Three years ago, the Big East Tournament adopted a double-bye system to give the top four teams… Three years ago, the Big East Tournament adopted a double-bye system to give the top four teams an automatic bid to the quarterfinals and a supposed advantage.

But the No. 3 Panthers had an early exit in the last two tournaments, losing their first games each year.

And this season, as the No. 1 seed in the tournament, that losing stretch continued with a 76-74 loss to No. 19 Connecticut (24-9) at Madison Square Garden in New York City.

This time, the game came down to a buzzer beater, as Huskies guard Kemba Walker hit a last second shot over Pitt center Gary McGhee to give his team the win, their third in as many days.

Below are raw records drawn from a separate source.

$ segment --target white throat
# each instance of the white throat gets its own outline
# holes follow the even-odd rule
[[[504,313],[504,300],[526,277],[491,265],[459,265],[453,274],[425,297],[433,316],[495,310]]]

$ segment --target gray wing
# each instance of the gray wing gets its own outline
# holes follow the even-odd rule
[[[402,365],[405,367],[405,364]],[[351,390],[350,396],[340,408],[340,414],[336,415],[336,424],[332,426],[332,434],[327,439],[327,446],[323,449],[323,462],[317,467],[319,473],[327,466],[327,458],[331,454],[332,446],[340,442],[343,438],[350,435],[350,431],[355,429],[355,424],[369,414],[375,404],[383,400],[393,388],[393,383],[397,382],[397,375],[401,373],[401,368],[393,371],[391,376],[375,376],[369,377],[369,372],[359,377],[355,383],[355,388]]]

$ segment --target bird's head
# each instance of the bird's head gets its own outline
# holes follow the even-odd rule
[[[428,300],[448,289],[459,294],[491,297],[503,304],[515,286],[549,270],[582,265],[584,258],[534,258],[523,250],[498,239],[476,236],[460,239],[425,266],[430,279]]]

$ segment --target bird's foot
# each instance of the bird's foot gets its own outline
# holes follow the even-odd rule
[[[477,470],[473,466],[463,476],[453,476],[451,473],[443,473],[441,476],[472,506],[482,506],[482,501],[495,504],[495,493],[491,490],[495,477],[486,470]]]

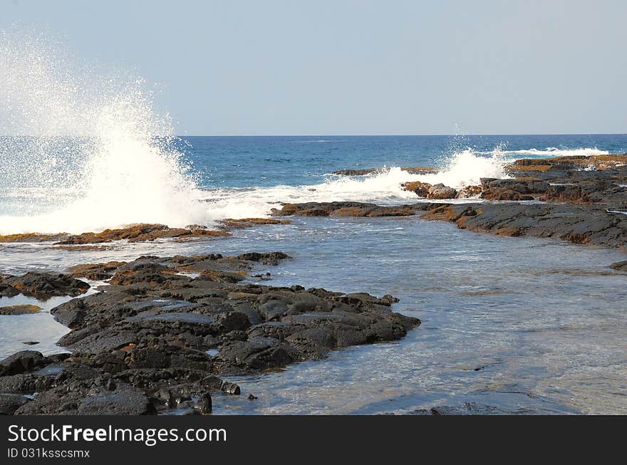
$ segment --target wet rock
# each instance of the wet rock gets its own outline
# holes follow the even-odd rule
[[[286,258],[282,252],[143,256],[77,268],[113,277],[100,292],[51,310],[72,329],[58,342],[72,354],[15,354],[0,362],[0,394],[39,393],[17,407],[17,414],[207,413],[205,394],[241,393],[217,375],[259,373],[348,345],[398,340],[420,323],[394,313],[390,305],[398,299],[390,296],[177,274],[237,273]],[[206,353],[214,348],[213,356]]]
[[[223,227],[236,229],[251,228],[260,224],[289,224],[291,222],[287,219],[275,219],[273,218],[240,218],[238,219],[229,218],[220,221]]]
[[[217,376],[212,375],[202,378],[200,381],[200,384],[203,387],[206,387],[209,391],[219,391],[220,387],[222,385],[222,380]]]
[[[224,381],[222,383],[222,385],[220,386],[220,390],[225,394],[230,394],[232,395],[239,395],[242,393],[239,386],[234,382],[229,382],[228,381]]]
[[[431,186],[429,189],[429,192],[427,193],[427,198],[432,200],[455,199],[457,197],[457,189],[448,186],[445,186],[441,183]]]
[[[437,173],[440,169],[433,167],[401,167],[403,171],[411,174],[432,174]],[[360,169],[340,169],[334,171],[332,174],[341,176],[365,176],[375,172],[383,172],[386,168],[365,168]],[[408,189],[410,190],[410,189]]]
[[[47,362],[46,358],[40,352],[35,350],[17,352],[0,361],[0,376],[31,372]]]
[[[211,395],[209,392],[204,392],[200,395],[200,398],[198,399],[194,407],[201,414],[208,415],[210,414],[213,407]]]
[[[502,236],[554,237],[576,244],[626,248],[627,215],[596,205],[512,203],[439,207],[423,215],[461,229]]]
[[[482,179],[483,199],[492,200],[533,200],[534,196],[545,194],[550,185],[544,181],[535,179]]]
[[[0,307],[0,315],[28,315],[37,313],[41,310],[41,307],[32,305],[9,305]]]
[[[483,188],[481,186],[465,186],[457,192],[458,199],[468,199],[481,194]]]
[[[28,398],[14,394],[0,394],[0,415],[12,415]]]
[[[57,242],[58,245],[76,245],[84,244],[100,244],[113,241],[125,240],[129,242],[154,241],[157,239],[192,239],[224,237],[230,234],[224,231],[207,229],[185,229],[168,228],[164,224],[135,224],[119,229],[105,229],[100,233],[83,233],[68,236]]]
[[[617,261],[610,265],[611,268],[619,271],[627,271],[627,260]]]
[[[19,296],[20,292],[12,286],[5,284],[0,278],[0,297],[15,297]]]
[[[113,390],[60,386],[41,392],[16,410],[16,415],[142,415],[150,404],[139,389],[119,383]]]
[[[415,214],[413,205],[379,207],[358,202],[309,202],[287,204],[280,210],[272,209],[276,216],[408,216]]]
[[[426,197],[429,194],[429,191],[432,186],[428,182],[414,181],[413,182],[405,182],[401,184],[401,187],[403,190],[414,192],[419,197]]]
[[[287,254],[284,252],[271,252],[270,254],[259,254],[258,252],[249,252],[237,256],[238,260],[247,260],[248,261],[258,261],[264,265],[277,266],[281,260],[291,258]]]
[[[4,283],[19,291],[24,296],[47,299],[60,296],[76,297],[85,293],[90,286],[67,275],[29,271],[21,276],[4,279]]]
[[[115,271],[122,265],[126,264],[124,261],[109,261],[105,263],[86,263],[76,265],[68,268],[70,276],[73,278],[87,278],[92,281],[102,281],[109,279],[113,276]]]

“I wanted to take that shot. I called it out in the huddle, I knew McGhee was going to switch [to guard him] so I knew if I had him it was going to be time to go and that’s what it was,” Walker said in a post-game news conference. “I was able to break him down and get a clean look at the basket.”

The Panthers (27-5) exit this tournament with yet another first game loss, but for Connecticut head coach Jim Calhoun, the double-bye was not a factor this time around.

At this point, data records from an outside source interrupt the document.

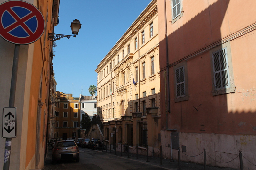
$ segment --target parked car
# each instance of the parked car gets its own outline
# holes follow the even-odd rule
[[[88,147],[88,143],[91,140],[91,139],[84,139],[84,140],[81,143],[81,147],[83,148],[87,147]]]
[[[52,150],[52,161],[75,160],[80,161],[79,151],[78,146],[72,140],[57,141]]]
[[[80,140],[81,139],[83,139],[83,138],[78,138],[76,141],[76,144],[77,146],[79,145],[79,143],[80,142]]]
[[[88,142],[88,148],[92,149],[92,146],[94,142],[98,142],[100,141],[100,139],[91,139]]]

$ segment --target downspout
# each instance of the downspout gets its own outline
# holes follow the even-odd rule
[[[166,109],[168,108],[168,112],[171,113],[171,105],[170,103],[170,81],[169,77],[169,60],[168,58],[169,54],[168,53],[168,36],[167,33],[167,17],[166,17],[166,1],[165,0],[164,1],[164,29],[165,31],[165,48],[166,49],[166,73],[167,80],[167,82],[165,82],[165,85],[167,86],[167,92],[166,92],[166,88],[165,89],[165,100],[166,100],[166,93],[167,93],[167,103],[166,102],[165,108]],[[164,73],[164,78],[165,80],[165,75]],[[166,81],[166,80],[165,80]],[[167,83],[167,84],[166,84]],[[167,106],[166,106],[167,105]],[[167,107],[168,106],[168,108]],[[166,129],[168,129],[168,119],[167,117],[167,111],[166,110]],[[171,119],[171,115],[170,115],[170,119]],[[170,123],[171,123],[170,122]],[[172,132],[171,132],[170,135],[170,144],[171,144],[171,159],[172,159]]]

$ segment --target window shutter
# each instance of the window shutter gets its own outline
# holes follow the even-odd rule
[[[216,90],[229,88],[229,72],[227,48],[221,49],[213,53],[212,59]]]
[[[172,14],[173,19],[180,14],[180,0],[172,0]]]
[[[184,67],[181,67],[176,69],[175,72],[177,97],[185,96],[185,79],[184,75]]]

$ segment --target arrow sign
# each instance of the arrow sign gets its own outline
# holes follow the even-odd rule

“I’ve never been in favor of sitting out two days but I don’t think it really affected them because they came out of the chute really good,” Calhoun said in the news conference. “But sometimes sitting two days you’re not in the flow of the tournament.”

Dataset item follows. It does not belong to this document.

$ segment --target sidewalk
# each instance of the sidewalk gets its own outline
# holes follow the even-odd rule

The Panthers controlled the game early on, as they got out to a 35-23 lead in the first half behind Ashton Gibbs’ 6-for-7 shooting from the field as well as a perfect 3-for-3 from 3-point range.

But Connecticut went on a 17-4 run to nearly close out the first half, heading into halftime down just one at 41-40.

Calhoun cited the difference in his team being toughness that enabled them to get back into the game.

“In or about that point leading to the first half I thought we toughened up,” Calhoun said.

“It was one of those games where Pittsburgh says ‘We’re tough, tell me how tough you are, and if you’re tough enough you can beat us,’” Calhoun said. “Today we answered that challenge.”

The loss hurts the Panthers even more because Connecticut beat them at their own style of play — playing tougher, getting to loose balls and grabbing rebounds — all mantras of Pitt’s program in the past decade.

“We got beat at our own game, especially on the boards,” Pitt head coach Jamie Dixon said in the news conference.

The Huskies outrebounded Pitt 32-25, while forcing 11 turnovers.

Yet, the Panthers remained in the lead for most of the game, in large part because of Gibbs’ shooting — he finished the game with 27 points and six 3-pointers. Pitt’s Brad Wanamaker finished the game with 17 points.

But the Huskies managed to tie the score and run down the clock on their last possession to let Walker take the game’s final shot.

“I think he’s the most important guy for a single team in college basketball,” Calhoun said.

Walker finished the game with 24 points while teammate Alex Oriakhi finished with 13 points and tied for a game-high with seven rebounds.

“Alex came alive,” Calhoun said.

Gibbs and the rest of his teammates will now wait to see where they will land in next week’s NCAA Tournament but know that they can use this loss as a motivation tool.

“We talked about winning all three crowns,” Gibbs said in the news conference. “That’s what we talked about all year, regular season, Big East and NCAA, we didn’t get this one but it’s extra motivation for an NCAA Tournament.”